Still, Lee said his Monday night shindig would have been "legendary" had SFPD not shown up to the scene to disperse the crowd that had at that point stretched around the block and blocked traffic. As the cops busted up the party, the 21-year-old tech founder was heard shouting "Cluely's aura is just too strong," TechCrunch notes.
Over the course of this year, Lee and his friend and fellow cofounder Neel Shanmugam have, it seems, done a lot of "legendary" stuff.
After making waves online with their "undetectable" AI that could trick LeetCode — the notoriously difficult software that many tech companies use in interviews with prospective engineers — the pair officially launched the app under the name "Interview Coder" back in February. The computer science undergrads presumed what they were doing was acceptable under Columbia's student handbook, but as they soon discovered, it very much was not.
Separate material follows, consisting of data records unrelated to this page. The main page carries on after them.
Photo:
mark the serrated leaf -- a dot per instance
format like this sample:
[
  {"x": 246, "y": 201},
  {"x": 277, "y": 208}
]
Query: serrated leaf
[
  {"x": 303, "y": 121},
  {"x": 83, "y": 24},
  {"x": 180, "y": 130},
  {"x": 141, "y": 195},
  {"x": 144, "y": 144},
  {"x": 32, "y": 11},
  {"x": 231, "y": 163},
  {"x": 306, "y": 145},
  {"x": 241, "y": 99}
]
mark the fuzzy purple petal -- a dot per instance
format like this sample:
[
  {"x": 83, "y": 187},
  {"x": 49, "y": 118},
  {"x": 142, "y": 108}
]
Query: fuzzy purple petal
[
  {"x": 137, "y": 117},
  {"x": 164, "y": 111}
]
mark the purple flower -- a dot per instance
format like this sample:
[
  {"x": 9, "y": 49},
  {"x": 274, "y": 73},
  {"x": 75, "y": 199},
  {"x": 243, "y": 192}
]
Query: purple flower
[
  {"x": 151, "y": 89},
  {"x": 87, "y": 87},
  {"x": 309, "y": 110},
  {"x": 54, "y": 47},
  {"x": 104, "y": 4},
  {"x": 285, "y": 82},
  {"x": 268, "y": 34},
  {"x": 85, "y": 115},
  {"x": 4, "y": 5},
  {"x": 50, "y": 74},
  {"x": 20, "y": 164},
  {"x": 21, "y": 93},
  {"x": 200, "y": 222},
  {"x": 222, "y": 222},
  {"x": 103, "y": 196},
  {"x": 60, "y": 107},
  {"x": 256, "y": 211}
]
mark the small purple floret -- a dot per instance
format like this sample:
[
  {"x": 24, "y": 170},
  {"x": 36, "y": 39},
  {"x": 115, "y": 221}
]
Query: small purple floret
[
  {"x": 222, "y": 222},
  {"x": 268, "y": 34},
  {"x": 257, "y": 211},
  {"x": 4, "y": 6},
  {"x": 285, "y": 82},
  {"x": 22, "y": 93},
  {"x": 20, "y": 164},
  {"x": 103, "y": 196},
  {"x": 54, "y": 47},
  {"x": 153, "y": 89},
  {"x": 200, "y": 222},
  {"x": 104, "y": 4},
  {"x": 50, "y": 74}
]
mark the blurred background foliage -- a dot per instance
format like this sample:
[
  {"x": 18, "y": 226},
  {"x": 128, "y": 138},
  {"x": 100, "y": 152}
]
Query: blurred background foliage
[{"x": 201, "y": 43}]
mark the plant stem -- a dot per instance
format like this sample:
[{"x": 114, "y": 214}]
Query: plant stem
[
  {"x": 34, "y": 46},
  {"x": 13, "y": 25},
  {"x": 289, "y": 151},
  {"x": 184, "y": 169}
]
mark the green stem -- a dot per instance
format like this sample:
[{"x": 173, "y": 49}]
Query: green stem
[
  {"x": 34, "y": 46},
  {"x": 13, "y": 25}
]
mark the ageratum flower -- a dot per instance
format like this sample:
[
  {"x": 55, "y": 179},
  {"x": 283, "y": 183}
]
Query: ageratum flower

In response to school suspensions, the pair decided to drop out to pursue "cheating" full-time.
Not long after their grand exit, the boys and their app, which they renamed to "Cluely," got the attention of Andreessen Horowitz and other investors who helped them raise a cool $15 million for their app, which claims it can help you cheat your way through life by seeing everything you do on your smartphone and offering suggestions along the way.
In the months since, the Cluely crew apparently gained something of a reputation after selling $100 boxes of condoms that said "F*ck Leetcode" — a viral marketing scheme that seems to have given them a taste for notoriety.
Months away from the app's humble beginnings, however, Lee waxed regretful about what could have been.
"It would have been the most legendary party in tech history," he told TechCrunch. "And I would argue that the reputation of this story might just make it the most legendary party that never happened."